Are you sure it wasn’t from his hard night of partying before he got to the Nahm household?
Frankiscence and MuRALPH!
Baby J, you so crazy.
Odd how when Baby J comes out of the closet an old strain of a biblical plague infects the household. Perhaps you are all being cleansed by plague for your past transgressions? Anyone on the Claus’ naughty list this year, hmmm?
Help wiping their own butt?
…Oh that hubby of yours…
I am so sorry your house is sick, but inside I rejoice at the re-emergence of Baby J. I do love him so!
Please let me know if you see a bevy of locusts or frogs. I will send help immediately.
The tiny toilet and sink make this photo disturbing. It’s like you have a giant wooden Baby Jesus living in your house. Much too lifelike.
Can you imagine passing him in the hall on the way to the bathroom? Ack.
Also? Keep your Finger of Puke pointed firmly away from the Central Valley. I’m NOT getting sick.
You tell that Baby J to wipe is own butt.
O and unless he’s using his face to clean that pukebowl, he needs to take his virus on the road.
Baby J, don’t over state your welcome or you might not get to come out and play next year!

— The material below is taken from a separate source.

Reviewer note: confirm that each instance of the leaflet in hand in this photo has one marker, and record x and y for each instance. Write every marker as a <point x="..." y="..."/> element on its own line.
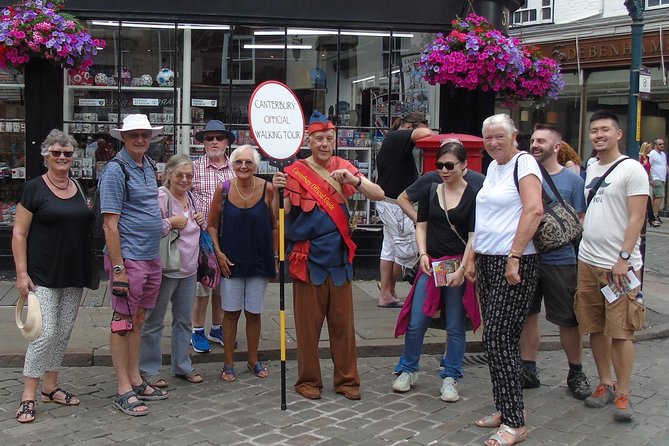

am i allowed to point fingers and blame baby j for the house full of children and nannies with the pukes that i have…
You DO realize that this is becoming a serious Christmas tradition of mine. You can never stop this Baby J Christmas treat…where did you take that picture? A dollhouse?
What JenK said, except replace “Central Valley” with “SoCal” please n thank you. Freaky shit, that tiny toilet and sink.
He does appear very life like because of the bathroom setting.
I hope everyone is well soon.
And please tell us it wasn’t your husband asking you to help wipe his butt.
Baby J holding the toilet… Thanks Anne!
Bwahhahahahahaha….. praying at the white altar!!!!!
But I am so sorry you and your gang are suffering plaguealiciousness.
Tell your husband he can wipe his own butt!
The family highly contagious stomach things ARE THE ABSOLUTE WORST.
*sending you non-barf vibes*
How hilarious. Nice you have a sense of humor about the bug and hope it leaves soon!
I hear Baby J had some wise men smuggling a little Mary J in during his visit. Maybe that would help everyone’s nausea?